Couples therapist reveals: What you can see better with your heart than with your eyes

Oskar Holzberg
See with your heart

© Studio Romantic / Adobe Stock

Our couples therapist Oskar Holzberg’s column is all about typical love wisdom and their truthfulness; he dissects proverbs, song lyrics and famous quotes. This time: “One sees well only with the heart, the essential is invisible to the eyes” – Antoine de Saint-Exupéry, French author.

In short: Can I add anything else to this sentence? You even have to.

And now in more detail: Sigh. Our hearts swell, even if we have read this sentence a hundred times, because it has been printed in over 140 million books. The essentials. What really matters, beyond the clatter of the world. What defines us. What we long for. But what we constantly lose sight of because it is not visible. Because love is more than a ring on a finger, closeness is more than cuddling on a double mattress, trust is more than a shared bank account. We can only experience what is essential by feeling it. It exists between us, invisibly, as what connects us. And where, if not in our love relationships, do we look with our hearts?

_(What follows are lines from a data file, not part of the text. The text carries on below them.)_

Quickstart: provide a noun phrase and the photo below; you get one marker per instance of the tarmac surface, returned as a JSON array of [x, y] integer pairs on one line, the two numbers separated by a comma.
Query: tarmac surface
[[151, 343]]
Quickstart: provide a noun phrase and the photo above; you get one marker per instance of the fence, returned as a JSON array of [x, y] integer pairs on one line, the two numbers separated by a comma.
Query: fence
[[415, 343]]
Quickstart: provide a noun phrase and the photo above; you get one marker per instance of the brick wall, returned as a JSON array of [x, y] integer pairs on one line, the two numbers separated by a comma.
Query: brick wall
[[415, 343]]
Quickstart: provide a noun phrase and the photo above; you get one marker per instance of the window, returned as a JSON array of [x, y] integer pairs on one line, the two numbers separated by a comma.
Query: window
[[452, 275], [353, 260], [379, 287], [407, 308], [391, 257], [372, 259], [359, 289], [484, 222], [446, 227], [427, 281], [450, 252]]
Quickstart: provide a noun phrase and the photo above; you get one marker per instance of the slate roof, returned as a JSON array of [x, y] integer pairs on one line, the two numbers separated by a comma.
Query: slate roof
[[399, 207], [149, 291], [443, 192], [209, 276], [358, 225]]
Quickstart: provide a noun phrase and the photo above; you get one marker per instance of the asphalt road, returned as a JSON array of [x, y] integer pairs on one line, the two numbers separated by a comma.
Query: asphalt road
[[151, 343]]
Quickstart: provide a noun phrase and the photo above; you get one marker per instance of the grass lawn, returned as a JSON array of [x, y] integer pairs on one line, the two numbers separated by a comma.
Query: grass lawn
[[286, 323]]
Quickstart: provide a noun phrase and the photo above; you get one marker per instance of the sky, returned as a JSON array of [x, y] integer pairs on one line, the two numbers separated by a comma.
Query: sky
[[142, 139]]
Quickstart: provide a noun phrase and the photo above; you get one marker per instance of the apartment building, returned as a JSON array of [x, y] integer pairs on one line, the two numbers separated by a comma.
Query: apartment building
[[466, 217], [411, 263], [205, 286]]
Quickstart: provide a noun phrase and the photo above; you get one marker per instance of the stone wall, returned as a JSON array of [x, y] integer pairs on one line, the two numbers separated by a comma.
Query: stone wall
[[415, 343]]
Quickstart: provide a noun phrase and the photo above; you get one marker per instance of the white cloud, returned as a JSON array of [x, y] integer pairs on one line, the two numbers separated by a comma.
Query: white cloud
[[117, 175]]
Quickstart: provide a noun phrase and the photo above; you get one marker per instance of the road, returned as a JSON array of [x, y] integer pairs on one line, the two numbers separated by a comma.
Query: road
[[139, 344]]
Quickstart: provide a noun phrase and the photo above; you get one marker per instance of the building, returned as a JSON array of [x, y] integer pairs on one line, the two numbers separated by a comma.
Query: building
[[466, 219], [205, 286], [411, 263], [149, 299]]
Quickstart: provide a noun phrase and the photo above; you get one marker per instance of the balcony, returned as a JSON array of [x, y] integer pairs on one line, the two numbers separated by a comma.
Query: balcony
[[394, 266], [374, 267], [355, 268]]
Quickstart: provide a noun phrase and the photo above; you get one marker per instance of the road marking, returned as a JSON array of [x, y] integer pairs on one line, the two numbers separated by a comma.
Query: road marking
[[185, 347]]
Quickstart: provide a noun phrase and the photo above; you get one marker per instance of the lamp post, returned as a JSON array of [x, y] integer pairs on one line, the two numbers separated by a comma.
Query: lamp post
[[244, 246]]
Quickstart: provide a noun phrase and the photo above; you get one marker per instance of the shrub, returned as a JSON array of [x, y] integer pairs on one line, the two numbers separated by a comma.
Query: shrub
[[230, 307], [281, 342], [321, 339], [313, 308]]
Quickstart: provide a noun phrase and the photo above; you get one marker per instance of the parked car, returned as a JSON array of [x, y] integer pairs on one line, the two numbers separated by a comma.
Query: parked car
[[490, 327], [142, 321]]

But now comes the twist, the catch. Because as true and moving as what the fox says to the little prince is, it is too rosy as the sole guideline for our love life and we get lost. Just like Mrs. G., who saw that the man who had just walked into her life appeared to be a bit wide-legged. He was rude and harsh to their children, completely rearranged the living room on his own, and remarked angrily during arguments that he had broken other people’s noses for trivial reasons. The friends warned, but Ms. G. wanted to stay true to the basics. The good she felt with him. Just follow your heart, when otherwise we always look at, think about, think about and examine everything.

A year later she had a gun in her purse. She had met a violent man who stalked and threatened her despite court orders. Her fear of him slowly faded, but her terror of herself remained. She hadn’t looked so she wouldn’t have to give up her belief in love. Even as a child, she had to overlook her parents’ ruthless strictness and constant unreliability in order to continue to believe in their love.

The danger of romance

Because we all want to believe in the good and love in us as humans, we love this sentence from Saint-Exupéry. Because we want to believe that our little seeing heart is our compass that guides us safely through life and leads us to the best of all possible partners. Our romantic view of love seduces us. We naively cling to the fact that love lasts forever. And when it disappears from our relationship, it is no longer visible to our eyes. And we have to stick to what’s important and trust that our partners don’t mean what they say. And that love continues to exist underneath all of this, only accessible to our hearts. But this is how we end up in what we now call “toxic relationships”.

The essential is invisible. But we learn what is important to protect ourselves through our senses. Sometimes we need the eyes of close friends and family to see it. The encouragement to follow our hearts and not our minds, which are fed by our senses, touches us. But love doesn’t mean closing your eyes. That was certainly not what Saint-Exupéry meant.

Falling in love with his partner again: Oskar Holzberg

Oskar Holzberg, 67, has been advising couples in his Hamburg practice for over 20 years and has been married for over 30 years. His current book is called “New Key Phrases of Love” (240 pages, 11 euros, DuMont).